Par PAUL AIRIAU,
historien. A publié Cent ans de laïcité française 1905-2005 (Presses de la renaissance).
OU FAUT-IL COMMENCER ? Jusqu'où remonter, pour comprendre cette laïcité positive (expression lancée dans le monde catholique à la fin des années 1980, et qui mériterait à elle seule une enquête) que le voyage de Benoît XVI a remise sur le tapis ? La question n'est pas sans importance pour l'historien, qui a besoin de situer les faits dans le temps. À la longue durée, on préférera un temps court, voire très court, afin de bien saisir ce qui ne s'est pas passé récemment. Car, brûlons d'emblée nos vaisseaux, il ne s'est rien passé en ce qui concerne la laïcité, du moins pour le moment, hormis des paroles. Et que sont des mots, si ce n'est la vanité des vanités ?

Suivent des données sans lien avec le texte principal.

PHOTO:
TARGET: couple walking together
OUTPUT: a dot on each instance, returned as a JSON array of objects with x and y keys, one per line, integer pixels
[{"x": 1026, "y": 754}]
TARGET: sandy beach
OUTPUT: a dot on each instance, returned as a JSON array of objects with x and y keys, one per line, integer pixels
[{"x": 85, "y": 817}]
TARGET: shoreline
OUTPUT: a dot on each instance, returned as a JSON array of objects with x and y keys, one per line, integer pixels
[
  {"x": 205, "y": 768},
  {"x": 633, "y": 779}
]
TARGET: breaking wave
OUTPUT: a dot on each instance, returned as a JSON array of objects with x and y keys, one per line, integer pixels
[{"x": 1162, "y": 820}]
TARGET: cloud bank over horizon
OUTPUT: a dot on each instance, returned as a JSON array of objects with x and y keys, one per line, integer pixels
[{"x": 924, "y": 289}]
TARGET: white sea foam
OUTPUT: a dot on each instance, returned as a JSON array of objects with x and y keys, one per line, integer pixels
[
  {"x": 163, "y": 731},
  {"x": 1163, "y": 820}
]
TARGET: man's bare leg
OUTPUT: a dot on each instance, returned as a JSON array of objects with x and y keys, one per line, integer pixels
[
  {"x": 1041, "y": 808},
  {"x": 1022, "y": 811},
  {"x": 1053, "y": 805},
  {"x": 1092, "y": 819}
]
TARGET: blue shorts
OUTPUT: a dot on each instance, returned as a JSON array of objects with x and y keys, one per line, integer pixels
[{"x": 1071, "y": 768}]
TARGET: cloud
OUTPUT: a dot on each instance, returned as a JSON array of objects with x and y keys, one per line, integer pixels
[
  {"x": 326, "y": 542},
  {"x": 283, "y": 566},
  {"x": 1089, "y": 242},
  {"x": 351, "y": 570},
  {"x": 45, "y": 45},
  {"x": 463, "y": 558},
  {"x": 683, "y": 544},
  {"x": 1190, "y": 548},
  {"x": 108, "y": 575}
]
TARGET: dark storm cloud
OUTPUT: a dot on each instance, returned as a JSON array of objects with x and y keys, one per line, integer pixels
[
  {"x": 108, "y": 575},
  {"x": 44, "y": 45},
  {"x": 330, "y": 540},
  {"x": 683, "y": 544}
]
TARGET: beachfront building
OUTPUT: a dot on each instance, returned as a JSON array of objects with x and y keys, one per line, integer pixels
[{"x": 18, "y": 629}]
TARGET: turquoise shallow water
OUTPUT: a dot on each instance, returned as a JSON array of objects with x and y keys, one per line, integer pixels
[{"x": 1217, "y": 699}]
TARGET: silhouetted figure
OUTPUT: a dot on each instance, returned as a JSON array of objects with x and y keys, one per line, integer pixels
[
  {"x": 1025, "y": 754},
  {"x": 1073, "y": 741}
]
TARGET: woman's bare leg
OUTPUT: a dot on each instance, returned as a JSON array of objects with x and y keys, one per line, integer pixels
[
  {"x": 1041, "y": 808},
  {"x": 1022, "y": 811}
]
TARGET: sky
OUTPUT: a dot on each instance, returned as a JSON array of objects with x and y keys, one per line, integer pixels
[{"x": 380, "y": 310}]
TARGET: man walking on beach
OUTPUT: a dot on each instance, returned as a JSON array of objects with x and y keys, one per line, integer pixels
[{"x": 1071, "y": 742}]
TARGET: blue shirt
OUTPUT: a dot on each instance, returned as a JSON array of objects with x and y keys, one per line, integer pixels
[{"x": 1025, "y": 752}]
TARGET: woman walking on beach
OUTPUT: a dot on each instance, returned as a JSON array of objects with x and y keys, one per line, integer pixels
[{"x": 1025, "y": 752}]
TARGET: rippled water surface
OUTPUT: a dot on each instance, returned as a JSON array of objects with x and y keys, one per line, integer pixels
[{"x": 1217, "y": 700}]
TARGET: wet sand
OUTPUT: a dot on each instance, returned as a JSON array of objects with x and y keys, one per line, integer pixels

Soit donc une chronologie resserrée en trois temps. Mai 2007 : l'élection de Nicolas Sarkozy comme président de la République, candidat qui avait présenté sa vision de la laïcité dans un ouvrage d'entretien, La République, les Religions, l'Espérance (Cerf, 2004). Décembre 2007-janvier 2008 : la succession de trois discours, le premier le 17 décembre 2007 dans la salle de la signature du palais du Latran lorsque le nouveau président est installé comme chanoine d'honneur de la cathédrale Saint Jean du Latran ; le second le 14 janvier 2008, adressé au Conseil consultatif d'Arabie Saoudite ; le troisième le 17 janvier, prononcé au palais de l'Élysée lors de la cérémonie des vœux aux Forces de la Nation. Enfin, le 12 septembre 2008, dans le même palais, l'allocution du président accueillant Benoît XVI lors de sa visite apostolique en France à l'occasion du cent cinquantième anniversaire des apparitions de Lourdes, et le discours du pape .

Le président, le sage et tous les autres
Partons de l'initiateur de la large mise en circulation de la laïcité positive . Le président de la République a de nombreuses originalités, dont la moindre n'est pas de parler très souvent à la première personne du singulier, même lorsqu'il exerce sa fonction, ou plutôt, qui s'affirme comme individu en étant président. À cet égard, on comprend peut-être mieux cet étonnant rapprochement, voire cette identification, de la vocation sacerdotale et religieuse et de la profession politique dans le discours au Latran : la réalisation d'une identité individuelle par l'acquiescement à une force irrépressible qui [vient] de l'intérieur . On dépasse largement ce qu'avait pu faire François Mitterrand, qui, alors qu'il était chef de l'État, s'était interrogé sur les questions religieuses, sans s'exprimer comme président. On avait alors assisté à cette situation paradoxale d'un président en exercice qui devenait un sage, et dont les paroles n'avaient de poids que parce qu'il était président, bien qu'il ne les eût pas prononcé comme président . Ici est l'originalité de N. Sarkozy : ce que ses prédécesseurs faisaient comme individus alors qu'ils étaient présidents, et savaient donc que leurs positions personnelles ne resteraient pas sans suite, il le fait en tant que président assumant l'individu.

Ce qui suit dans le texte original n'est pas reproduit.